Procédure devant la cour :
Par une requête, enregistrée le 12 octobre 2016, Mme A..., représentée par Me B..., demande à la cour :
1°) d'annuler ce jugement du tribunal administratif de Bordeaux en date du 21 juin 2016 ;
2°) de lui accorder l'aide juridictionnelle provisoire ;
3°) d'annuler l'arrêté du préfet de la Gironde en date du 21 mars 2016 ;
4°) d'enjoindre au préfet de la Gironde, à titre principal, de lui délivrer un titre de séjour dans le délai d'un mois à compter de la notification de l'arrêt à intervenir et sous astreinte de 100 euros par jour de retard ou, à titre subsidiaire, de procéder au réexamen de sa situation ;
5°) de mettre à la charge de l'Etat la somme de 1 800 euros à verser à son conseil en application de l'article L. 761-1 du code de justice administrative et de l'article 37 de la loi du 10 juillet 1991.
Elle soutient que :
- elle réside habituellement en France depuis 2011 et a vécu avec son mari jusqu'à son incarcération. Elle rend régulièrement visite à son mari à la maison d'arrêt et ils ont pour projet de fonder une famille. Elle a des attaches familiales en France, où résident sa soeur et la famille de cette dernière. Elle n'a plus aucun contact avec sa mère et son frère dans son pays d'origine. Elle est intégrée et a travaillé à plusieurs reprises en tant que serveuse. Le préfet a donc commis une erreur manifeste d'appréciation de sa situation au regard de l'article L. 313-14 du code de l'entrée et du séjour des étrangers et du droit d'asile ;
- pour les mêmes motifs, l'arrêté méconnaît l'article 8 de la convention européenne de sauvegarde des droits de l'homme et des libertés fondamentales.
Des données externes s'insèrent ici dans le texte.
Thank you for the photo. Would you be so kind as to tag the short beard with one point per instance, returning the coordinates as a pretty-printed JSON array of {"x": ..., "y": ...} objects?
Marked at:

Par un mémoire en défense, enregistré le 25 novembre 2016, le préfet de la Gironde conclut au rejet de la requête en s'en remettant à ses écritures de première instance dont il joint une copie.
Par ordonnance du 24 octobre 2016, la clôture de l'instruction a été fixée au 1er décembre 2016 à 12 heures.
Mme A...a été admise au bénéfice de l'aide juridictionnelle totale par une décision du 29 septembre 2016.
Vu les autres pièces du dossier.
Vu :
- la convention européenne de sauvegarde des droits de l'homme et des libertés fondamentales ;
- le code de l'entrée et du séjour des étrangers et du droit d'asile ;
- le code de justice administrative.
Le président de la formation de jugement a dispensé le rapporteur public, sur sa proposition, de prononcer des conclusions à l'audience.
Les parties ont été régulièrement averties du jour de l'audience.
Le rapport de M. Paul-André Braud a été entendu au cours de l'audience publique.
Considérant ce qui suit :
1. MlleD..., ressortissante marocaine née le 4 mars 1974, est, selon ses déclarations, entrée en France en 2011 alors qu'elle était titulaire d'un titre de séjour temporaire italien. A la suite de son mariage avec M. A...le 28 septembre 2013, elle a sollicité la délivrance d'un titre de séjour en qualité de conjoint de ressortissant de nationalité française. Par un arrêté en date du 21 mars 2016, le préfet de la Gironde a refusé de lui délivrer un titre de séjour, lui a fait obligation de quitter le territoire français dans le délai de trente jours et a fixé le pays de renvoi. Mme A...relève appel du jugement du tribunal administratif de Bordeaux en date du 21 juin 2016 rejetant sa demande tendant à l'annulation de l'arrêté du 21 mars 2016.
Sur la demande d'aide juridictionnelle provisoire :
2. Préalablement à l'enregistrement de sa requête le 12 octobre 2016, Mme A...a obtenu le bénéfice de l'aide juridictionnelle totale par une décision du bureau d'aide juridictionnelle près le tribunal de grande instance de Bordeaux du 29 septembre 2016. Par suite, sa demande tendant à être admise provisoirement au bénéfice de l'aide juridictionnelle est sans objet et par suite irrecevable.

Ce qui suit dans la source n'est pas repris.